Links To And Excerpts From The Second E – Ejection From “The “5Es” of emergency physician-performed focused cardiac ultrasound: a protocol for rapid identification of effusion, ejection, equality, exit, and entrance”

In this post, I link to and excerpt from The Second E-Ejection From The “5Es” of emergency physician-performed focused cardiac ultrasound: a protocol for rapid identification of effusion, ejection, equality, exit, and entrance [PubMed Abstract] [Full-Text HTML] Full-Text PDF]. Acad Emerg Med. 2015 May;22(5):583-93.

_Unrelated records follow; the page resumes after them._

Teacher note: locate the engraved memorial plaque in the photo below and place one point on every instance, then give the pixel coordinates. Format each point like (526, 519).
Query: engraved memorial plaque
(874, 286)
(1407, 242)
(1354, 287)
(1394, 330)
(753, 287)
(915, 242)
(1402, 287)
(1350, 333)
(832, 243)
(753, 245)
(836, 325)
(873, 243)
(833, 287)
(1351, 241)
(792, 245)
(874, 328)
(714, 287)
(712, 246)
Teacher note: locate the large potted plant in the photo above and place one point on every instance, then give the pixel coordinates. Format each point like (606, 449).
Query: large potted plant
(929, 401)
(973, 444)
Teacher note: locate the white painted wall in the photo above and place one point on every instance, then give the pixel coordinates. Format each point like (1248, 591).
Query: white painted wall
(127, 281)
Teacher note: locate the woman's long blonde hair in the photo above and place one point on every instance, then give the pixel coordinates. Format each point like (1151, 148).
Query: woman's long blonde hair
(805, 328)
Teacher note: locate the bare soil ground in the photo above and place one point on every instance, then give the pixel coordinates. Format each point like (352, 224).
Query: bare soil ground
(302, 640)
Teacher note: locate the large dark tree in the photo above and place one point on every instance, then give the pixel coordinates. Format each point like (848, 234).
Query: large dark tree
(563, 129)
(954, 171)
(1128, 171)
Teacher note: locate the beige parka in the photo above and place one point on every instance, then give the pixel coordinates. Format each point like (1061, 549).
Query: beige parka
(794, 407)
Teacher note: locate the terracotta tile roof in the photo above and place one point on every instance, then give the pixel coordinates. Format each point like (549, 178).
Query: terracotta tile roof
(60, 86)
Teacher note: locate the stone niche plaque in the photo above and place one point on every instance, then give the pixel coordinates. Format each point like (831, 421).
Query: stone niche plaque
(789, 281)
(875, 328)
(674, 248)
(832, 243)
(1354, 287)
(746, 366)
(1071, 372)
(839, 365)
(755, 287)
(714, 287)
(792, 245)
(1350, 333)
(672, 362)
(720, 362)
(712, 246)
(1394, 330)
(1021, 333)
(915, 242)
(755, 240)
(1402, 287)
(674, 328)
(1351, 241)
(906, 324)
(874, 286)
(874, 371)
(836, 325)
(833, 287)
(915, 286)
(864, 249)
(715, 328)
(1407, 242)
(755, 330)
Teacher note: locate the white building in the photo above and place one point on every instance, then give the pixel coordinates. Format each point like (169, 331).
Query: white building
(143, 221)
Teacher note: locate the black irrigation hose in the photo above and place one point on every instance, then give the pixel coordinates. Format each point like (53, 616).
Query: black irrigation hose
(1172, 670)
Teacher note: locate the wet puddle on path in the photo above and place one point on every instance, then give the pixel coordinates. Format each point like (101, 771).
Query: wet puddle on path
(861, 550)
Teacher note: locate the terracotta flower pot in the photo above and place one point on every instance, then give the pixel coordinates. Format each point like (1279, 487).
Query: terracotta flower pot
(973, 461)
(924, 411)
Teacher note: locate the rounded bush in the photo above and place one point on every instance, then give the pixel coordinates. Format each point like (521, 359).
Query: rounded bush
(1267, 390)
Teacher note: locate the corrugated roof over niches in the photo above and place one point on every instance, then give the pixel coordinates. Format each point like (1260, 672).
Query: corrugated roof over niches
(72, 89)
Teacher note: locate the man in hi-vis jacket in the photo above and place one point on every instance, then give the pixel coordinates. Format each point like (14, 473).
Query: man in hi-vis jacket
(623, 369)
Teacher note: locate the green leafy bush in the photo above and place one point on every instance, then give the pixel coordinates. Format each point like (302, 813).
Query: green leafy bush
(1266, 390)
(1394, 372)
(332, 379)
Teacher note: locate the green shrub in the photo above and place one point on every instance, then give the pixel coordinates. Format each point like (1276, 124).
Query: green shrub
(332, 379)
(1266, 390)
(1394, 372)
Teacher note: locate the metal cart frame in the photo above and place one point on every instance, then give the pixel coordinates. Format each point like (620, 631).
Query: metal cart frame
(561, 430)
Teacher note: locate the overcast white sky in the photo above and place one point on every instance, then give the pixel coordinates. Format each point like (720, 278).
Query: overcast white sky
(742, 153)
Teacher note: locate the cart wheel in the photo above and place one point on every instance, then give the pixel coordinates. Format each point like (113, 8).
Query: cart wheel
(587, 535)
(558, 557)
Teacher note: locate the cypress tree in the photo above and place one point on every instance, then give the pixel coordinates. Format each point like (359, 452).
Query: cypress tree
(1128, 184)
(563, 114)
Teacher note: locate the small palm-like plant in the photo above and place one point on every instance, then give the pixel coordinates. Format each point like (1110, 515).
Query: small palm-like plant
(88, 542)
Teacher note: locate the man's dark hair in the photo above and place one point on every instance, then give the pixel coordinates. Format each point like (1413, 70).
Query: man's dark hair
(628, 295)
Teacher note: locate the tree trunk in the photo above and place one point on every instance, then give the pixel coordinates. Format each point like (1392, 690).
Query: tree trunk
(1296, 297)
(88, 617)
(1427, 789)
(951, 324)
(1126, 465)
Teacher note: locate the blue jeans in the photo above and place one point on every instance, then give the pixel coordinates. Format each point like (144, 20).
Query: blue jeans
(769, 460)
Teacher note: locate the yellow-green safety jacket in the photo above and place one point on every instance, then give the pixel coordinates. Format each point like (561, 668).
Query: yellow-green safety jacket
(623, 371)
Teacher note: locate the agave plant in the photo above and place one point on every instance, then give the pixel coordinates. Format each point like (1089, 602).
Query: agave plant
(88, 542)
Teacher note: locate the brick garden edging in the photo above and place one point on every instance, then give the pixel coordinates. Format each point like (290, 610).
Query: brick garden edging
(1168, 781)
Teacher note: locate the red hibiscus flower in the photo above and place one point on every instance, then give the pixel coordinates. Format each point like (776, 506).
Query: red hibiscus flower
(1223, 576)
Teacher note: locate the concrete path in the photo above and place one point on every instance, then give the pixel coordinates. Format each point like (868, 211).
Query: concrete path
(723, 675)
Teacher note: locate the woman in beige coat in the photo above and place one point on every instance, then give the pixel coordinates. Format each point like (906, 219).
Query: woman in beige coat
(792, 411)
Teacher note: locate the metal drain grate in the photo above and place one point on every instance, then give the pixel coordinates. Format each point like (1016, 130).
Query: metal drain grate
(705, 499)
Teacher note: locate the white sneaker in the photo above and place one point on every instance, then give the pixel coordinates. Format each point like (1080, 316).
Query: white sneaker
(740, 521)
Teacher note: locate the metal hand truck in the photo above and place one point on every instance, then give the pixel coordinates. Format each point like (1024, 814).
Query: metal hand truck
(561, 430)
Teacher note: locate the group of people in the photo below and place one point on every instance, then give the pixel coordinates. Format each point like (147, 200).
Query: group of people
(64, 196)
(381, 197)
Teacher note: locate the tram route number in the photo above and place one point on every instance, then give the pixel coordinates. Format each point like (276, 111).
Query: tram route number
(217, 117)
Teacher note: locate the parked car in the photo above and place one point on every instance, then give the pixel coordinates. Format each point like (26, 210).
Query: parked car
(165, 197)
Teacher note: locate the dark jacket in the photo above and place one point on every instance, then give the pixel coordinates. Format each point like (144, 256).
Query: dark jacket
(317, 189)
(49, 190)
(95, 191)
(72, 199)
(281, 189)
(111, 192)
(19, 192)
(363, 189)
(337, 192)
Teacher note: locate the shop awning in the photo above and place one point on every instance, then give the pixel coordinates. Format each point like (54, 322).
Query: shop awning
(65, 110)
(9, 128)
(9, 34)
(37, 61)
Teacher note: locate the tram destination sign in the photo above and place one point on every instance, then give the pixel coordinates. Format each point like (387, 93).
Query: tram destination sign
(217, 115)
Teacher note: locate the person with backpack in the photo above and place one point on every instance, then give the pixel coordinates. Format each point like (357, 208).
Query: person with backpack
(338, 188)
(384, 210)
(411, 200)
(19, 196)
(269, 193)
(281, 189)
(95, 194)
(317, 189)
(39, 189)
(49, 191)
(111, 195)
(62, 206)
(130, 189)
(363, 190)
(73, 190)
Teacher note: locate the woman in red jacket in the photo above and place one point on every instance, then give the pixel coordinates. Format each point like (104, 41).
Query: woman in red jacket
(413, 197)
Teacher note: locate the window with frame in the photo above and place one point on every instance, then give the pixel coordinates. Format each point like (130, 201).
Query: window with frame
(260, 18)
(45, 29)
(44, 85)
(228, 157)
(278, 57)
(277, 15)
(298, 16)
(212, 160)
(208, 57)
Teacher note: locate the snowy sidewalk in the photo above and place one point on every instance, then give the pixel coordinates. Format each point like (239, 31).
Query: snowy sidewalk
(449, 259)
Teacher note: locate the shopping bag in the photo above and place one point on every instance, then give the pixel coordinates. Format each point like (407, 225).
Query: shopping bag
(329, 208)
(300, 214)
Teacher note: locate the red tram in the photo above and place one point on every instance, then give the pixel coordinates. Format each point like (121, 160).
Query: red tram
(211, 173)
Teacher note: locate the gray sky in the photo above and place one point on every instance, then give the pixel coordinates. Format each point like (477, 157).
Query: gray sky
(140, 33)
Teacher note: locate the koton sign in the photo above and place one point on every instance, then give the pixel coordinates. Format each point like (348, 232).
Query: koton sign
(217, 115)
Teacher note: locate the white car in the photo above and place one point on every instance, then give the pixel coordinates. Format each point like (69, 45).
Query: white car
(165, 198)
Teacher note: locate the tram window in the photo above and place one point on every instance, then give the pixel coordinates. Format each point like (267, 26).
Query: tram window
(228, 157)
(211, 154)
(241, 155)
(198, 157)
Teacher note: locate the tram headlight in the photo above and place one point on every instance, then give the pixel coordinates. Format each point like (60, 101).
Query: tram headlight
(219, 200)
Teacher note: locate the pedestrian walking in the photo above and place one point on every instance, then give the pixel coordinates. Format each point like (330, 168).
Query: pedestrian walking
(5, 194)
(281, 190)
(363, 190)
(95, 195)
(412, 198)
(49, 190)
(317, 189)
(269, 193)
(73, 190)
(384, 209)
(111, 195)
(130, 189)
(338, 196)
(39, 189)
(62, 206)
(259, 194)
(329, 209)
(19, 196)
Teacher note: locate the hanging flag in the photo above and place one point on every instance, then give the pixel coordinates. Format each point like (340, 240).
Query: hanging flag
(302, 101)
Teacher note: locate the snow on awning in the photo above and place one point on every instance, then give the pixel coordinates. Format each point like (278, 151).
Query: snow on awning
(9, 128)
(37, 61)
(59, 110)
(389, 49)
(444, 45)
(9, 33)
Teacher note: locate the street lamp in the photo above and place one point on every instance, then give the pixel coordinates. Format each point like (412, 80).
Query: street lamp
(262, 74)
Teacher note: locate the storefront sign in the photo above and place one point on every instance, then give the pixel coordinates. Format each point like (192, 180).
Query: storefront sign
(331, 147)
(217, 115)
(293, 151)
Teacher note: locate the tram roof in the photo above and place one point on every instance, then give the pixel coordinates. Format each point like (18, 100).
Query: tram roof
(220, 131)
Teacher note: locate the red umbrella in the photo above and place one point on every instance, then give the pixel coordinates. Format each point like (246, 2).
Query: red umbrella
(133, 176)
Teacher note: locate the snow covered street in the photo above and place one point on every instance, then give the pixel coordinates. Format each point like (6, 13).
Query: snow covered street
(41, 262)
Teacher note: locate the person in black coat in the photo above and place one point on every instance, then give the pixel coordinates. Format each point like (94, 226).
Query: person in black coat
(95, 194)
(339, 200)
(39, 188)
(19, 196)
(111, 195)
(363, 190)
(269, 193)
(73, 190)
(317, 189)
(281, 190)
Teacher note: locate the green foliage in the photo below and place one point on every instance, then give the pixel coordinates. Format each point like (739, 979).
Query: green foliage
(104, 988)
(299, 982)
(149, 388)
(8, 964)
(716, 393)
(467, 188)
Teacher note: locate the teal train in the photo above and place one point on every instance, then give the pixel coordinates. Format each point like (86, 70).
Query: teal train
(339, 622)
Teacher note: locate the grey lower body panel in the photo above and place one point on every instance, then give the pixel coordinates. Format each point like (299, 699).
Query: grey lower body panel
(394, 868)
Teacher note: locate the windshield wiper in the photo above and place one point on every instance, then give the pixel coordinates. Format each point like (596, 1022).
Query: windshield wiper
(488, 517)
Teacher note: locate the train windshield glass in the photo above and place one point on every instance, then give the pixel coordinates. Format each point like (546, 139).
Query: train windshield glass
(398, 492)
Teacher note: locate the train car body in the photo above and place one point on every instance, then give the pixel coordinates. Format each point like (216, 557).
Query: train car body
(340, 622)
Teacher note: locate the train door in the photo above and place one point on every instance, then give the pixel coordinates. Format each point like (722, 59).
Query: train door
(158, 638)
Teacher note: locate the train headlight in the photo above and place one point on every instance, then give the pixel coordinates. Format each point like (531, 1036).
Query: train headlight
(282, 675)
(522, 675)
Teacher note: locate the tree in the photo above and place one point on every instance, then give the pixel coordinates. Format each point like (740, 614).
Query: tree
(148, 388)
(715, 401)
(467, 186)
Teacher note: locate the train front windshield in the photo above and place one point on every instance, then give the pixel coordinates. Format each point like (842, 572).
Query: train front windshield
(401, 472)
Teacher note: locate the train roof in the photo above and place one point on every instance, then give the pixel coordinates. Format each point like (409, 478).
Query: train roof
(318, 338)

All that follows is from the above resource.

Abstract

Emergency physician (EP)-performed focused cardiac ultrasound (EP FOCUS) has been increasingly recognized as a crucial tool to help clinicians diagnose and treat potentially life-threatening conditions. The existing literature demonstrates a variety of EP FOCUS applications and protocols; however, EP FOCUS is not taught, practiced, or interpreted consistently between institutions. Drawing on over 12 years of experience in a large-volume, high-acuity academic emergency department, we have developed a protocol for teaching and performing EP FOCUS known as “The 5Es,” where each E represents a specific assessment for immediately relevant clinical information. These include pericardial effusion, qualitative left ventricular ejection, ventricular equality, exit (aortic root diameter), and entrance (inferior vena cava diameter and respirophasic variation). Each of these assessments has been well described in the emergency medicine literature and is within the scope of EP-performed echocardiography. This approach provides a reliable and easily recalled framework for assessing, teaching, and communicating EP FOCUS findings that are essential in caring for the patient in the emergency setting.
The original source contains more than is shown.